Before the change, the roundtrip fee from NW 87th Avenue, near Fontainebleau and Doral, to downtown Miami was $1. Now it’s $3.20, an increase of more than 300 percent.
“Something really has to be looked at,” says Carlos Garcia, an advertising exec who started RollBackTolls.com
, a grassroots watchdog seeking justifiable tolls and transparency. “There’s an obvious disconnect in the realities of the people that sit on the MDX board and Miami Dade’s everyday commuter.”

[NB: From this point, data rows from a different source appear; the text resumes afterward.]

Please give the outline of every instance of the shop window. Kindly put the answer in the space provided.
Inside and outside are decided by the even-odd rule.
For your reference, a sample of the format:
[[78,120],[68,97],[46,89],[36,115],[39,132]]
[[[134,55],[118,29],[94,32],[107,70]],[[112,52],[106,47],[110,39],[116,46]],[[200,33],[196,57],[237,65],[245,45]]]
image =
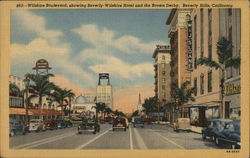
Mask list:
[[232,8],[228,9],[228,16],[232,16],[232,12],[233,12]]
[[197,78],[194,78],[194,95],[197,96]]
[[166,86],[165,85],[162,85],[162,90],[166,90]]
[[200,76],[200,94],[204,94],[204,75],[201,74]]
[[212,92],[212,71],[209,71],[208,72],[208,75],[207,75],[207,81],[208,81],[208,83],[207,83],[207,85],[208,85],[208,87],[207,87],[207,91],[208,92]]
[[203,9],[200,9],[200,57],[202,58],[204,55],[204,16]]
[[162,75],[165,75],[166,74],[166,71],[162,71]]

MDX hasn’t exactly given Gonzalez and his fellow commuters a sense that it’s hearing their concerns. In a December board meeting, MDX board chair Maritza Gutierrez urged people complaining about the increases to stop "bellyaching
." Instead, she said they could sign up for a new MDX discount program
Garcia mapped out where MDX board members live and says the majority don’t live near the toll roads on which they vote. “People just feel ignored,” Garcia says.
MDX spokesman Mario Diaz points out that MDX receives “no federal funding, no funds from the State Transportation Trust Fund, no property tax, no sales tax, no gasoline tax, and no revenues from the half-penny sales tax.
“The only revenues used to improve the MDX system are the tolls collected,” he says. “MDX assures that what is collected in Miami-Dade County remains in Miami-Dade County and is invested locally.”
Since 1996, when MDX took over the Dolphin (State Road 836), Airport (SR 112), Don Shula (SR 874), and Snapper Creek (SR 878) expressways, as well as the Gratigny Parkway (SR 924), the system has been repaved and improved, with more lane miles and new entrance and exit systems, he says. And by this time next year, “the new 836 and 112 projects will be awarded for design and/or construction.”
But rather than eat the cost of the new tolls, some drivers now avoid the expressways and take small, already-crowded side streets.
Realtor Araceli Villanueva, who signed Gonzalez’s petition last week, has begun using side streets to get to meetings with her clients in downtown Miami and points west.
“The city is becoming a really difficult place to get around,” she says. “Miami was not ready for the kind of expansion it’s having right now. There’s already no public transportation. You can’t just manage this by putting tolls everywhere.”